Дерлямбовый путь Аристарха Майозубова - Артем Валентинович Клейменов
Шрифт:
Интервал:
Закладка:
— А сейчас, что тебе кажется?
— Наверное, то, что быть поэтом слишком сложно.
— А как же мечты и идеалы, опять же красивые слова про подарок Создателя?
— Я боюсь стать таким, как Макаревич.
— Старым и непривлекательным?
— Нет, старости не избежать, если она предначертана, я очень боюсь начать всех ненавидеть…
— А с чего ты взял, что тебя ждёт столь скорбная участь?
— Мало кому удалось получить столько любви, сколько удалось Макаревичу, но ты же видишь, кем он стал.
— Ну, во-первых, ещё до конца не стал, а только станет. Сейчас же ты видишь проекцию размазанную по времени, а во-вторых, ты зря игнорируешь значение цифры двадцать, — неожиданно сменил тему Бориска.
— И причём тут цифра двадцать?
— Понимаешь, это не просто абстрактная цифра…
— А что же? — почувствовав напряжение в голосе Бориски, спросил Аристарх.
— Двадцать означает то, что тебе осталось прожить в своём теле всего двадцать дней, включая и этот, кстати.
— Как такое возможно, у меня же отличное здоровье.
— Какой смешной, причём тут здоровье? Ты почему-то забыл, что перемещаешься в пространстве-времени. Вот с чего ты взял, что в какой-то момент ты не окажешься в последнем деньке своей жизни?
— Я про это даже не думал…
— Так вот, теперь ты про это знаешь…
— И что же мне делать, Бориска?
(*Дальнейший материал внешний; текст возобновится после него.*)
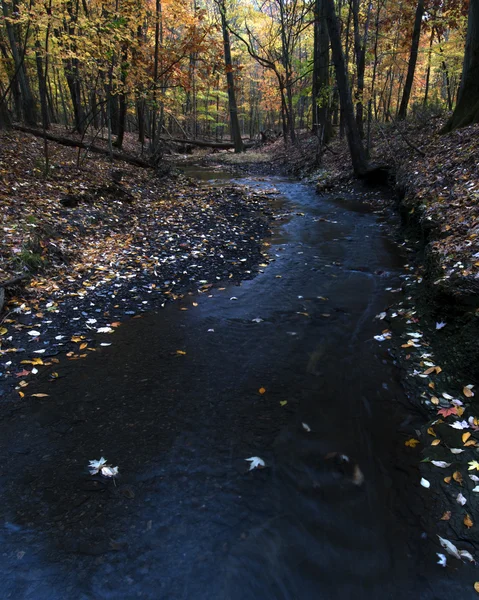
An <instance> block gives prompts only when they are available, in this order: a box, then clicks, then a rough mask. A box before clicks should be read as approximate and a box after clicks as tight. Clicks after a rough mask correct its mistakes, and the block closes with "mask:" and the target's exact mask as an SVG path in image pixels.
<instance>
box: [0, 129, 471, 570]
mask: <svg viewBox="0 0 479 600" xmlns="http://www.w3.org/2000/svg"><path fill="white" fill-rule="evenodd" d="M440 125H441V122H440V120H438V119H434V120H430V121H428V122H427V121H425V120H422V121H421V120H417V121H411V122H410V123H408V124H407V125H406V124H404V125H390V126H389V127H387V128H385V127H384V128H382V129H381V130H377V131H376V132H375V134H374V140H375V142H376V143H375V145H374V149H373V160H374V161H377V162H378V163H388V164H393V165H394V167H395V171H396V185H397V189H398V191H399V196H400V201H399V200H398V201H396V200H395V198H394V197H393V196H392V195H391V194H381V193H377V192H374V191H369V192H365V189H364V188H363V187H362V186H359V187H358V185H357V183H356V182H355V181H354V180H353V177H352V174H351V171H350V169H345V167H344V165H345V164H348V165H349V159H348V156H347V148H346V147H345V145H344V143H342V142H340V141H336V142H333V143H332V144H331V145H330V150H331V151H328V152H326V153H325V155H324V157H323V164H322V165H321V168H320V169H319V170H318V169H316V168H315V167H314V165H313V164H312V160H311V158H312V157H314V155H315V140H311V139H306V138H305V139H304V140H302V144H301V146H300V148H299V149H298V150H297V151H296V152H295V153H293V152H291V151H290V150H289V151H288V153H285V152H284V149H283V147H282V142H281V141H278V142H277V143H276V144H274V145H273V147H270V148H267V149H266V150H265V151H260V152H257V151H255V152H248V153H246V154H245V155H244V156H241V157H237V156H235V155H233V154H231V153H228V152H222V153H218V154H212V155H209V156H208V157H206V158H205V160H206V162H207V163H208V164H210V165H211V164H221V165H222V168H224V166H225V165H227V166H230V167H231V169H235V170H237V169H239V170H241V169H243V170H245V171H248V172H249V173H251V172H256V173H263V172H268V171H271V172H273V171H278V170H279V169H281V168H284V167H285V163H287V167H288V169H289V170H290V172H292V173H294V174H296V175H299V174H301V175H303V176H306V177H307V178H308V179H309V180H310V181H311V182H312V183H313V182H314V183H315V184H316V185H317V189H318V191H319V192H322V191H328V193H333V194H337V196H338V198H339V197H340V196H341V194H342V193H345V192H348V193H350V192H354V193H355V194H356V195H357V196H358V198H359V197H361V198H362V199H364V201H366V202H369V203H371V204H372V205H373V206H374V208H375V210H377V211H384V212H388V211H391V210H393V209H395V208H396V206H395V204H397V207H398V208H399V210H400V212H401V214H402V215H403V218H404V223H405V229H402V230H401V231H399V230H398V231H397V232H396V239H397V242H398V244H399V245H400V246H401V247H402V249H403V251H404V253H405V255H406V256H407V257H408V261H407V264H406V267H405V268H406V272H405V274H404V276H403V286H402V288H403V291H404V294H403V295H402V297H401V299H400V300H398V301H397V302H396V303H391V305H389V306H385V307H384V311H383V312H381V313H379V314H378V316H377V319H378V335H377V338H376V340H377V342H378V343H379V344H383V345H384V346H386V345H387V346H388V347H389V349H390V352H391V353H392V355H393V356H394V357H395V358H396V359H397V360H398V362H399V364H400V365H401V368H402V370H403V374H404V377H403V381H404V385H405V387H406V389H407V390H408V392H409V397H410V398H411V401H412V405H413V406H414V407H415V408H416V409H417V410H419V411H421V413H422V415H423V417H424V425H423V427H422V428H421V429H418V430H417V431H416V434H417V435H415V436H414V437H411V438H409V439H408V440H406V445H407V446H408V451H410V452H411V454H412V456H414V457H415V459H416V460H417V462H418V463H419V462H420V461H422V462H421V464H420V468H421V474H422V476H423V486H424V487H425V488H427V489H428V490H430V491H431V492H432V493H431V514H436V515H442V516H441V517H439V520H438V525H437V532H438V534H439V535H441V537H443V538H445V539H453V540H458V539H460V540H465V541H467V542H469V543H470V544H471V545H472V546H473V547H474V548H475V549H476V550H479V517H477V515H478V514H479V494H478V493H477V492H479V485H478V484H479V473H477V471H479V462H476V459H477V453H478V444H479V410H478V411H476V410H475V404H474V394H475V391H476V388H475V386H477V384H478V371H477V365H478V364H479V362H478V361H479V350H478V348H477V334H478V327H477V319H478V317H479V310H478V305H479V303H478V298H479V296H478V295H477V292H476V290H477V288H476V286H477V283H478V281H479V278H478V273H479V268H478V267H479V248H478V241H477V233H476V231H477V228H478V227H479V225H478V223H477V213H478V210H479V209H478V203H477V200H478V194H479V191H478V190H479V169H478V164H477V155H478V152H477V150H478V148H477V146H478V143H479V142H478V141H477V133H478V128H477V127H476V128H474V127H472V128H467V129H464V130H460V131H458V132H454V133H452V134H449V135H447V136H444V137H440V136H439V135H438V130H439V128H440ZM399 128H401V129H399ZM0 147H1V148H2V151H1V154H0V205H1V209H2V214H3V215H4V220H3V224H2V244H1V248H0V284H1V282H5V281H7V280H10V279H13V278H15V277H17V276H18V275H24V274H27V275H29V280H28V281H27V282H22V284H21V285H19V286H13V287H11V288H8V289H7V299H6V303H5V306H4V310H3V314H2V317H1V323H0V344H1V346H0V381H1V383H2V384H3V385H2V386H1V390H0V396H4V399H5V400H7V401H10V399H11V398H14V397H15V396H16V397H17V398H18V396H20V397H21V398H23V397H24V396H28V395H29V394H28V389H27V388H28V386H29V385H30V383H31V382H33V381H34V380H35V377H36V376H37V374H38V373H40V372H41V371H42V370H43V369H44V368H47V369H49V371H50V377H52V378H55V377H58V374H57V373H56V371H55V364H56V363H58V359H57V358H56V357H57V356H58V355H65V354H66V357H67V358H68V359H69V360H72V361H75V360H81V359H82V358H85V357H86V356H87V355H89V354H90V353H93V352H95V351H96V347H95V343H100V345H102V346H103V345H104V346H108V345H110V344H111V339H112V338H111V335H112V334H114V332H115V330H116V329H117V328H118V327H119V326H120V325H121V323H122V322H123V321H125V320H127V319H129V318H132V317H135V316H138V315H140V314H141V313H144V312H147V311H149V310H151V309H152V308H154V307H155V306H161V305H162V304H164V303H165V302H167V301H168V300H175V299H177V298H181V297H182V296H183V295H185V294H188V293H189V292H191V291H192V290H199V291H200V292H202V293H205V294H208V293H209V291H210V290H211V288H212V286H215V285H221V284H220V283H219V282H222V281H225V280H230V281H233V282H240V281H241V280H242V279H245V278H251V277H253V276H254V275H255V273H257V271H258V269H261V268H262V267H263V266H266V263H267V260H268V259H267V257H266V253H265V252H263V239H264V238H265V237H266V236H267V235H268V231H269V220H270V217H271V212H270V209H269V208H268V207H267V199H268V198H270V195H269V193H268V190H262V191H256V192H253V193H251V191H248V192H246V191H245V189H243V188H242V187H241V186H237V185H231V184H228V185H227V186H221V187H220V186H218V187H217V188H215V186H212V187H209V188H208V189H207V190H206V189H204V188H201V187H200V186H198V185H197V184H196V183H195V182H193V181H192V180H190V179H188V178H187V177H184V176H183V175H181V174H179V173H175V171H173V172H171V173H170V174H169V175H168V176H167V177H164V178H158V177H155V176H154V174H153V172H150V171H148V170H144V169H138V168H136V167H132V166H129V165H127V164H121V163H119V164H115V165H113V166H112V164H111V163H110V162H109V161H108V159H106V158H102V157H98V156H94V158H93V159H91V158H90V159H86V160H84V159H82V161H81V163H80V168H77V159H78V154H77V151H76V150H75V149H73V148H66V147H63V146H59V145H56V144H53V143H51V144H50V145H49V150H50V168H49V172H48V174H47V176H45V173H44V170H45V165H44V161H43V159H42V158H41V156H42V152H43V142H42V141H41V140H40V139H38V138H34V137H32V136H30V135H28V134H23V133H12V132H9V133H2V134H1V139H0ZM198 156H199V157H201V156H203V157H204V153H203V154H199V155H198ZM119 175H121V181H118V178H119ZM446 209H447V210H446ZM476 254H477V255H476ZM182 310H183V309H182ZM184 310H187V308H184ZM96 333H99V334H100V335H101V338H100V340H101V341H100V342H98V341H97V342H94V341H93V337H94V334H96ZM95 337H96V336H95ZM96 339H97V340H98V338H97V337H96ZM13 389H15V392H14V395H13V396H12V395H11V394H10V395H9V396H8V398H7V393H8V392H11V391H12V390H13ZM476 473H477V475H476ZM476 488H477V489H476ZM476 519H477V523H478V524H477V525H476ZM466 559H467V557H466Z"/></svg>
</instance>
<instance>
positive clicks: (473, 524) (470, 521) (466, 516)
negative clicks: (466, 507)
mask: <svg viewBox="0 0 479 600" xmlns="http://www.w3.org/2000/svg"><path fill="white" fill-rule="evenodd" d="M463 523H464V525H465V526H466V527H467V528H468V529H470V528H471V527H472V526H473V525H474V523H473V522H472V519H471V517H470V516H469V515H468V514H466V516H465V517H464V521H463Z"/></svg>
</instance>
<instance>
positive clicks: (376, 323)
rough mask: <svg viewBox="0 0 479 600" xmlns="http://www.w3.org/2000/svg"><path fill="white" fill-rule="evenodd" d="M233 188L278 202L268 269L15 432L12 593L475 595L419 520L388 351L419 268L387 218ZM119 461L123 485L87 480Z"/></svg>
mask: <svg viewBox="0 0 479 600" xmlns="http://www.w3.org/2000/svg"><path fill="white" fill-rule="evenodd" d="M187 174H189V175H194V176H197V177H198V178H199V179H202V180H203V181H204V182H206V183H205V184H206V185H220V184H221V183H220V182H212V181H210V180H211V179H212V178H214V179H218V178H221V179H222V180H223V181H226V182H229V180H230V179H231V178H232V176H228V175H226V174H222V175H218V173H217V172H211V173H210V172H208V171H206V170H205V169H199V168H195V169H192V168H190V169H189V170H188V171H187ZM236 181H237V182H239V183H242V184H246V185H249V186H251V187H253V188H254V187H259V188H260V189H266V190H269V189H271V188H272V187H275V188H276V189H277V190H278V192H279V195H276V196H272V203H273V205H274V209H275V213H276V214H277V217H276V220H275V222H274V223H273V235H272V237H271V238H269V239H267V240H266V242H267V243H268V244H270V246H268V247H267V249H268V253H269V256H270V259H271V262H270V264H269V265H268V266H264V267H261V272H260V273H259V274H258V275H257V276H255V277H254V278H253V279H251V280H248V281H244V282H243V283H242V285H241V286H228V285H227V284H226V285H225V287H224V288H221V289H215V288H212V289H211V290H210V291H209V292H207V293H203V294H195V295H187V296H185V298H183V299H182V300H180V301H178V302H175V303H171V304H168V305H167V306H166V307H165V308H164V309H158V310H157V311H156V312H150V313H145V315H144V316H142V317H141V318H137V319H131V320H130V321H129V322H127V323H125V324H123V325H122V327H120V328H119V329H118V331H116V333H115V339H114V344H112V345H111V347H108V348H100V351H99V352H97V353H96V354H95V355H94V356H89V357H88V358H87V359H85V360H83V361H79V362H68V361H64V363H62V365H61V373H62V378H61V379H60V380H59V381H58V382H56V384H55V402H54V404H53V402H52V401H51V400H49V401H48V402H47V401H45V402H39V403H38V404H33V405H31V406H30V407H29V408H28V409H25V410H24V411H18V412H15V411H13V412H12V414H11V415H10V416H9V418H8V419H4V420H3V422H2V423H1V424H0V435H1V439H2V445H3V446H4V447H5V448H9V452H10V457H11V458H10V459H9V461H8V462H7V463H6V464H5V465H4V468H3V469H2V472H1V476H0V491H1V493H2V508H1V512H2V515H3V522H4V527H3V528H2V529H0V543H1V545H2V550H1V554H0V557H1V558H0V576H1V580H2V584H1V586H2V588H1V589H0V597H1V598H12V599H34V600H47V599H48V600H57V599H58V600H60V599H61V600H70V599H71V600H73V599H74V600H90V599H92V600H103V599H132V598H146V599H165V600H166V599H167V600H180V599H184V600H220V599H221V600H230V599H231V600H256V599H257V600H295V599H298V600H303V599H305V600H306V599H313V598H314V599H318V600H336V599H337V600H348V599H353V598H354V599H355V600H359V599H363V598H364V599H368V600H372V599H378V600H379V599H381V600H384V599H388V598H391V599H396V598H397V599H405V598H409V597H411V598H412V597H414V598H417V599H425V600H434V599H437V600H447V599H449V598H451V599H452V598H455V599H458V598H461V599H467V598H473V597H474V591H473V590H472V587H470V586H469V587H467V588H466V587H463V585H462V584H461V583H460V582H459V581H458V576H457V574H454V573H452V572H450V571H449V570H446V569H442V568H441V567H439V566H438V565H436V561H437V557H436V554H435V552H436V551H440V548H439V545H438V544H437V541H436V540H433V539H428V538H427V536H426V535H425V534H424V532H423V530H422V528H421V525H420V518H419V515H420V513H421V511H425V510H427V504H426V503H425V502H424V500H422V498H423V497H424V494H426V493H427V492H425V490H424V489H423V488H421V487H420V486H419V478H420V477H419V471H418V469H417V467H415V466H414V462H415V461H414V460H413V461H411V460H409V459H408V458H407V457H406V455H407V451H408V449H407V448H405V447H404V441H405V440H406V439H407V437H406V436H408V437H409V435H410V431H411V427H412V425H411V423H412V424H413V423H414V419H418V418H419V417H418V416H414V415H410V414H409V411H408V408H407V405H408V403H407V399H406V398H405V397H404V392H403V389H402V387H401V384H400V370H399V368H398V366H396V365H395V364H394V363H393V361H392V359H391V358H390V356H389V355H388V352H387V344H381V343H380V342H378V341H376V340H375V339H374V336H375V335H377V334H379V333H380V332H381V330H382V329H383V328H384V327H382V326H381V322H380V321H378V320H376V319H375V316H376V315H377V314H378V313H380V312H381V311H383V310H384V309H385V307H386V306H388V305H390V304H392V303H394V302H395V301H397V299H398V292H397V290H398V288H399V287H400V285H401V275H403V269H402V259H401V256H400V254H399V252H398V251H397V249H396V247H395V246H394V244H393V243H392V241H391V239H390V237H389V236H388V235H387V233H386V231H387V228H386V227H385V222H384V220H385V217H384V216H381V215H378V214H375V213H374V212H373V211H372V210H371V209H370V208H368V207H367V206H365V205H363V204H362V203H361V202H358V201H357V200H356V199H353V198H349V197H347V196H344V197H341V198H336V197H334V196H318V195H317V194H316V193H315V192H314V190H313V189H311V188H310V187H308V186H307V185H304V184H302V183H298V182H295V181H291V180H288V179H286V178H281V177H272V176H268V177H260V178H245V179H240V180H236ZM185 309H186V310H185ZM59 370H60V369H59ZM100 456H105V457H106V458H107V460H108V461H109V462H110V461H111V463H112V464H113V465H118V466H119V469H120V475H121V476H120V477H119V478H118V479H117V481H115V482H113V481H112V480H105V481H102V480H101V479H100V478H91V477H90V476H89V475H87V474H86V473H85V470H86V469H85V467H86V466H87V465H88V461H89V460H92V459H98V458H100ZM255 456H258V457H260V458H262V459H263V460H264V462H265V463H266V468H263V469H254V470H252V471H249V470H248V469H249V464H250V463H248V462H247V461H246V460H245V459H246V458H250V457H255Z"/></svg>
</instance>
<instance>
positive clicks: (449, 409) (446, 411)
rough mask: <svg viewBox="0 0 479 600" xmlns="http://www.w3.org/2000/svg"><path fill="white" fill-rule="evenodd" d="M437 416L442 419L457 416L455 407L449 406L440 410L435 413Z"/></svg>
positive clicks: (441, 408) (456, 409) (456, 407)
mask: <svg viewBox="0 0 479 600" xmlns="http://www.w3.org/2000/svg"><path fill="white" fill-rule="evenodd" d="M437 414H438V415H442V416H443V417H449V416H450V415H457V406H451V407H449V408H440V409H439V410H438V411H437Z"/></svg>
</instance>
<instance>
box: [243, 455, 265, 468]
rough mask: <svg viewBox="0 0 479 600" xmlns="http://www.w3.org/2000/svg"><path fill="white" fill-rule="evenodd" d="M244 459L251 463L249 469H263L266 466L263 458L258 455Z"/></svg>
mask: <svg viewBox="0 0 479 600" xmlns="http://www.w3.org/2000/svg"><path fill="white" fill-rule="evenodd" d="M245 460H247V461H249V462H250V463H251V464H250V467H249V470H250V471H252V470H253V469H263V468H264V467H266V465H265V462H264V460H263V459H262V458H260V457H259V456H252V457H251V458H245Z"/></svg>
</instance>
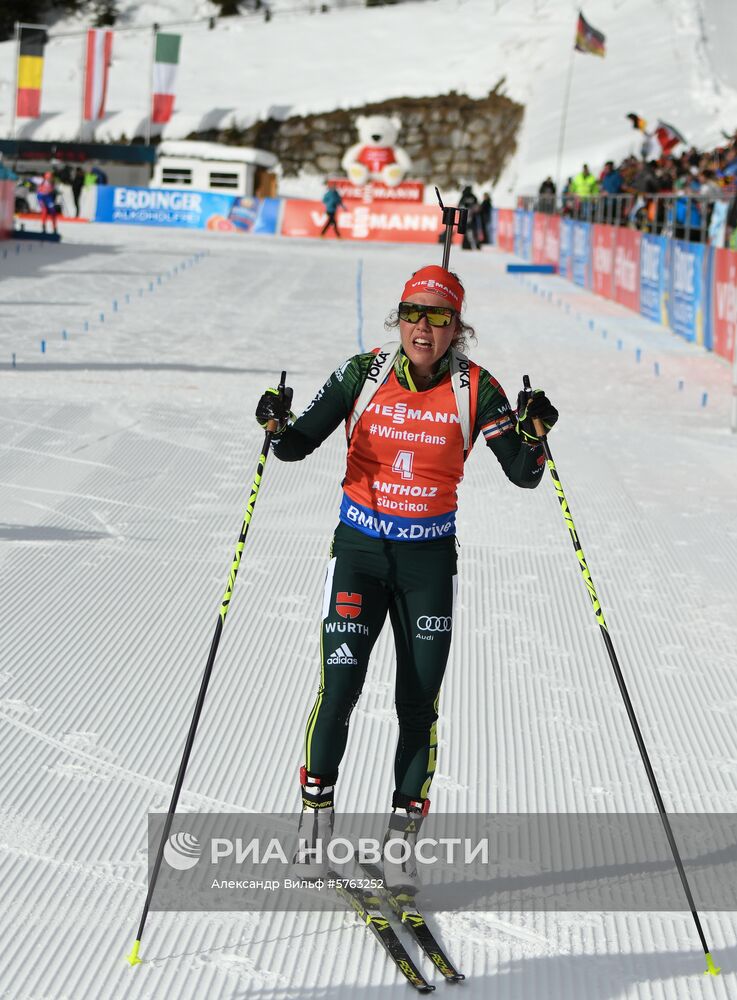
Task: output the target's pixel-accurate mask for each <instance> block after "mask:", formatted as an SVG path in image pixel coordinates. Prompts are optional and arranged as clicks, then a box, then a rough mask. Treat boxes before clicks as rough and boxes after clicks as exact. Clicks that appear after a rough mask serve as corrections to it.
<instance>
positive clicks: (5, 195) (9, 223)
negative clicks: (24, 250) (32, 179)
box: [0, 181, 15, 240]
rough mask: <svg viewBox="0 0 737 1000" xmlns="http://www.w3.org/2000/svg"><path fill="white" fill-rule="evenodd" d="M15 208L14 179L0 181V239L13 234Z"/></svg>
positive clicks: (10, 235)
mask: <svg viewBox="0 0 737 1000" xmlns="http://www.w3.org/2000/svg"><path fill="white" fill-rule="evenodd" d="M14 209H15V181H0V240H7V239H10V237H11V236H12V235H13V211H14Z"/></svg>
Что-нибудь можно изменить?
— Ты и сам должен знать ответ на этот вопрос, а вот внимательно следить за обратным отсчётом будет очень полезно и если он приостановится или прекратится совсем, то у тебя, вероятно, появился верный шанс спастись, но это всё такое, прямо скажу, малореальное.
— Бориска, ты опять даёшь мне новую вводную, ты просто ужасен.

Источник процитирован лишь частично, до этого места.